The Pennsylvania case has generated suspense, he added.
"Pennsylvania is the only potential swing state that I'm aware of where the question of whether voter ID laws will be in place is uncertain this close to the election," he said.
Indiana was among the first to adopt a voter ID law, in 2006. The Indianapolis League of Women Voters sued in federal and state courts, contending the law disenfranchised voters.
The league eventually lost both cases. When the U.S. Supreme Court upheld the Indiana law in 2008, Justice John Paul Stevens said preventing fraud was a legitimate concern.
"The application of the statute to the vast majority of Indiana voters is amply justified by the valid interest in protecting the integrity and reliability of the electoral process," he wrote in the majority opinion.
But the Supreme Court ruling may not apply in every case. The justices said the plaintiffs had failed to present evidence that the law violated anyone's constitutional rights, and said such proof might make future challenges possible.
Robert Pastor, director of American University's Center for Democracy and Election Management, said the Pennsylvania lawsuit seemed to present the best evidence of harm of any case so far. The American Civil Liberties Union of Pennsylvania brought the suit and has presented testimony from 10 people, some of them elderly, who said it would be difficult for them to get the required ID before the November election.

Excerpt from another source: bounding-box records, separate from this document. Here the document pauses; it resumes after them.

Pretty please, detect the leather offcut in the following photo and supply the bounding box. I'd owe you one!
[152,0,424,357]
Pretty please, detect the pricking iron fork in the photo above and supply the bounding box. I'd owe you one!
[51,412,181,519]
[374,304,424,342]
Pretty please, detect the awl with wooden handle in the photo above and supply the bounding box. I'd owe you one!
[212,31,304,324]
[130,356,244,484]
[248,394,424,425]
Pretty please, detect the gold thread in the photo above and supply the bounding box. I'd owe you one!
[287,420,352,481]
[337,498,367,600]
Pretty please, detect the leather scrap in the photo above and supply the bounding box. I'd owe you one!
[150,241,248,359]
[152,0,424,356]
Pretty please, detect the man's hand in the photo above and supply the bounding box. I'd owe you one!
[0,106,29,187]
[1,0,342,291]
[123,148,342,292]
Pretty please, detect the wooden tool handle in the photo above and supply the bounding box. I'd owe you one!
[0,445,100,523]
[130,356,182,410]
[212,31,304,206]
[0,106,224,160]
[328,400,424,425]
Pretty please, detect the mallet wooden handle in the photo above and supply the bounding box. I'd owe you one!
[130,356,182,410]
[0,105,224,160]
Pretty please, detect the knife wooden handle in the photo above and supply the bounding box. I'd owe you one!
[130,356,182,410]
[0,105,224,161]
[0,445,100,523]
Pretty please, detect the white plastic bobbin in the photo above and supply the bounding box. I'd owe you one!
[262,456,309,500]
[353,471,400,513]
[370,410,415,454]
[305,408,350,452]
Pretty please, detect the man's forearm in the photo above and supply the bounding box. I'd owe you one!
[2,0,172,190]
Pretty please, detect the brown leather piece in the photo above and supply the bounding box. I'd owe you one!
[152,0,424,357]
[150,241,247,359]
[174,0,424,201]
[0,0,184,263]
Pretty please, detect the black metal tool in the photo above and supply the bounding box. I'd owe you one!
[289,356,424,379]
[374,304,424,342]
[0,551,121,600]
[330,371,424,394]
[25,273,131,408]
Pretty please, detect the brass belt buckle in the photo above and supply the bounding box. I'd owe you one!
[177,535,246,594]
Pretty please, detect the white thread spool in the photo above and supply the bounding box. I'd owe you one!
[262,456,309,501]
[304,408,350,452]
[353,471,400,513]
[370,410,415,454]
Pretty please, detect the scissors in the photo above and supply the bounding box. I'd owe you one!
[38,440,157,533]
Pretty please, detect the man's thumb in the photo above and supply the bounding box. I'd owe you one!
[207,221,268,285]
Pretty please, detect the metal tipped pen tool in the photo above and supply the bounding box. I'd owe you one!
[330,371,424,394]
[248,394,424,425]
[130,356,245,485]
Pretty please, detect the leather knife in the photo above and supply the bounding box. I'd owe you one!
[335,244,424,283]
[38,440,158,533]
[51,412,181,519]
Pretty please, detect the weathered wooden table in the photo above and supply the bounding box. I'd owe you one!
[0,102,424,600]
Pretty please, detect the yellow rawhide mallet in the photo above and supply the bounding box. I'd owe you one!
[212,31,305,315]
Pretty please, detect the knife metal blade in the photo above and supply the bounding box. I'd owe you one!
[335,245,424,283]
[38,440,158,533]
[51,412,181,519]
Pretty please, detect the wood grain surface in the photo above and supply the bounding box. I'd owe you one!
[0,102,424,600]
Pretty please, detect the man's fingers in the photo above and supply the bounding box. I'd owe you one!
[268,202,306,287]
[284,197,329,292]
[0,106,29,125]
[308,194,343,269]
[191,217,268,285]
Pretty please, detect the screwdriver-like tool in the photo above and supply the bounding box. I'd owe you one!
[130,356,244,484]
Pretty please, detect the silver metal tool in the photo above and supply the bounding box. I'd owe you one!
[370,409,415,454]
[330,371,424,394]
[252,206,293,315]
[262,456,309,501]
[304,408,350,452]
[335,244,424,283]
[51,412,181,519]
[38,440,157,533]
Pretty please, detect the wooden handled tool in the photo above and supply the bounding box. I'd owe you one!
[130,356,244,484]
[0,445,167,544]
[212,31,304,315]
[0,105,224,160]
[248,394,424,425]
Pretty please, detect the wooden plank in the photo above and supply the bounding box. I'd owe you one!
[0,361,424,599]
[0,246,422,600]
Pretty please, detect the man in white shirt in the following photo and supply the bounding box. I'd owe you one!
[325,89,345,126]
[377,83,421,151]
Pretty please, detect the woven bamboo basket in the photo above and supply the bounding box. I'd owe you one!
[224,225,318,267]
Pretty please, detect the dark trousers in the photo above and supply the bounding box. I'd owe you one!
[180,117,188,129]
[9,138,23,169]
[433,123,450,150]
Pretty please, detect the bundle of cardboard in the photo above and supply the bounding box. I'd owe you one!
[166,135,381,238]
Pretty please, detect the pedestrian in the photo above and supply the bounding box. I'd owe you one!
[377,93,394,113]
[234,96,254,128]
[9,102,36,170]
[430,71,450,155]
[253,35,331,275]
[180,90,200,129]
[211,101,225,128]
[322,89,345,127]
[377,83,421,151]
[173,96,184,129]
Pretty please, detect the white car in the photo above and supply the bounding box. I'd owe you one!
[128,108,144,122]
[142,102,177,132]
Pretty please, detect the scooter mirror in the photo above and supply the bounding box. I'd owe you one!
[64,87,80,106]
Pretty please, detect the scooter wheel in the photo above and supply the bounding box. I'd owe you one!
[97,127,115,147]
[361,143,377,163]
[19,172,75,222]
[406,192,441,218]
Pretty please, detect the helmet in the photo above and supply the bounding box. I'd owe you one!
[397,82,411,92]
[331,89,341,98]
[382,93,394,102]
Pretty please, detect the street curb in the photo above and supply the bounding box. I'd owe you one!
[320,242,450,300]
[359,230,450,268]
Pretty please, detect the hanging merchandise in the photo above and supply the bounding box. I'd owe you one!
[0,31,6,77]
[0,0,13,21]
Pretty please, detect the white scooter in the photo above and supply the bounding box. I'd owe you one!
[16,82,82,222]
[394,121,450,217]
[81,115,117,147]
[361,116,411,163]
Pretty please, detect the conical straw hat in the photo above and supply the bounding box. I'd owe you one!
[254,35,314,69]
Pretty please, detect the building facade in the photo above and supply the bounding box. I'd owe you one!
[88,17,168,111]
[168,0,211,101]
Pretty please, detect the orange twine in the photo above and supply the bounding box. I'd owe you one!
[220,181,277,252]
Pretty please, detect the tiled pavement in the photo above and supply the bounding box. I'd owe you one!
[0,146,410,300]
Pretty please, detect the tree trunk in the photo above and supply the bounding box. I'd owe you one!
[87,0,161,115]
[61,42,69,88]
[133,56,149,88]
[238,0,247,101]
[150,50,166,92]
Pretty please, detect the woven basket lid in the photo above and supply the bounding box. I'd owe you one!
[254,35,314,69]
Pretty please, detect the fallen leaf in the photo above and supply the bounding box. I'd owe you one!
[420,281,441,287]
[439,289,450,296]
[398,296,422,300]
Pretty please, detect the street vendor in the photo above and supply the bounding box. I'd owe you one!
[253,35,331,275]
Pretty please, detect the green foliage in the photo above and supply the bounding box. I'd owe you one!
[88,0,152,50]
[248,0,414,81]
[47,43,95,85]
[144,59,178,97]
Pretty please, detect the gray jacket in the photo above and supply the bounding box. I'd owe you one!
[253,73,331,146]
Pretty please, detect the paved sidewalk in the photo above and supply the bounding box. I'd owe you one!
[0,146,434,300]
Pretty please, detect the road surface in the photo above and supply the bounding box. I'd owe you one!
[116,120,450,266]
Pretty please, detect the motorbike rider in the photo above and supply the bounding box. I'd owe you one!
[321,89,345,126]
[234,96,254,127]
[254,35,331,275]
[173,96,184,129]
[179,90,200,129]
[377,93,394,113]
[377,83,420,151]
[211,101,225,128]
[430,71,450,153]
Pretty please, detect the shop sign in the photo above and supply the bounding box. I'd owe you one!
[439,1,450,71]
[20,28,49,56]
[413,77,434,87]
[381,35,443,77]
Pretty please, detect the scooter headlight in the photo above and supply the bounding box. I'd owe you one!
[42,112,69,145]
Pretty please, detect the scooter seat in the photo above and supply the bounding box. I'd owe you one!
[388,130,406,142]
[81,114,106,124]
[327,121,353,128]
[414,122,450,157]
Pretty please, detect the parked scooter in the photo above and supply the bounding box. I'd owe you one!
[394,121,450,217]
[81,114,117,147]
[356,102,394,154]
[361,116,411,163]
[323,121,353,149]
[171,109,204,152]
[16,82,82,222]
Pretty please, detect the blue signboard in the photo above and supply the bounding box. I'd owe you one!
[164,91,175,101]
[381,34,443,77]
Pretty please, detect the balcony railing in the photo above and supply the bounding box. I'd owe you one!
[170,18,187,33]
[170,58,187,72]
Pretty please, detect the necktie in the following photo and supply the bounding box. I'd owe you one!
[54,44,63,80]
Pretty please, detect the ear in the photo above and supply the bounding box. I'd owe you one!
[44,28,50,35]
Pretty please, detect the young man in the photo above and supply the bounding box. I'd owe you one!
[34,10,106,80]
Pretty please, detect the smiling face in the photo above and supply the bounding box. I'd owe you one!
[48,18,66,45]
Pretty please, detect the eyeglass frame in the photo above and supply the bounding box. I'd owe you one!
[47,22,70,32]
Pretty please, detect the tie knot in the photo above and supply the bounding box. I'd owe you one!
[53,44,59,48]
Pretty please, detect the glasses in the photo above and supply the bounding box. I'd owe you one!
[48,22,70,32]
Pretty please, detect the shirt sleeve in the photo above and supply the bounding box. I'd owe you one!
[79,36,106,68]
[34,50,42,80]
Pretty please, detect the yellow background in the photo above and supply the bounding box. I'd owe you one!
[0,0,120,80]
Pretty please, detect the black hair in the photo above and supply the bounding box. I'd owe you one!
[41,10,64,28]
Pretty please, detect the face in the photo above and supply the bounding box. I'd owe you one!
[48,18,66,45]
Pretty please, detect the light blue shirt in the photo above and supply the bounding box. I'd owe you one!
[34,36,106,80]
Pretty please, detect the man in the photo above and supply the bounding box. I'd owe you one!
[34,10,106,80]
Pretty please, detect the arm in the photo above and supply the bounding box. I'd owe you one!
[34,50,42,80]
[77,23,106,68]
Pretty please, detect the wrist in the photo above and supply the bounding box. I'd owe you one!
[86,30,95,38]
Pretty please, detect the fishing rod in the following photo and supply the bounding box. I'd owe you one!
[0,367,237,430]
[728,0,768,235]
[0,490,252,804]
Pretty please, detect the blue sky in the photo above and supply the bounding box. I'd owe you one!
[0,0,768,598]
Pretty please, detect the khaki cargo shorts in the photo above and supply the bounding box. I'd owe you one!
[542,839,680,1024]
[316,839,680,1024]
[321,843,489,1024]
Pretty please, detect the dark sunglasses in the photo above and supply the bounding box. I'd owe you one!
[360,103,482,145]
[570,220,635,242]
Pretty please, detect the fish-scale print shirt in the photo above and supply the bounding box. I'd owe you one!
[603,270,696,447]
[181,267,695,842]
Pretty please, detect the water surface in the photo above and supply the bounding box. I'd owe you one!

"Up until this case, opponents of voter ID made judgments about likely effects without having empirical evidence," he said.
Indiana's law fed a wave of similar legislation in state legislatures, often promoted by the American Legislative Council (ALEC), a controversial group funded by conservative and corporate donors.
As a result, 33 states have some form of voter ID law, according to the National Conference of State Legislatures.
The U.S. Department of Justice is fighting those laws in court in Texas and South Carolina, saying they violate the federal Voting Rights Act.
The landmark 1965 act aimed to end literacy tests and other requirements that prevented people, many of them African American, from voting. Opponents of the new voter ID laws argue that requiring identification presents a significant barrier to casting a ballot. Supporters say it is no different from current laws that require people to register to vote.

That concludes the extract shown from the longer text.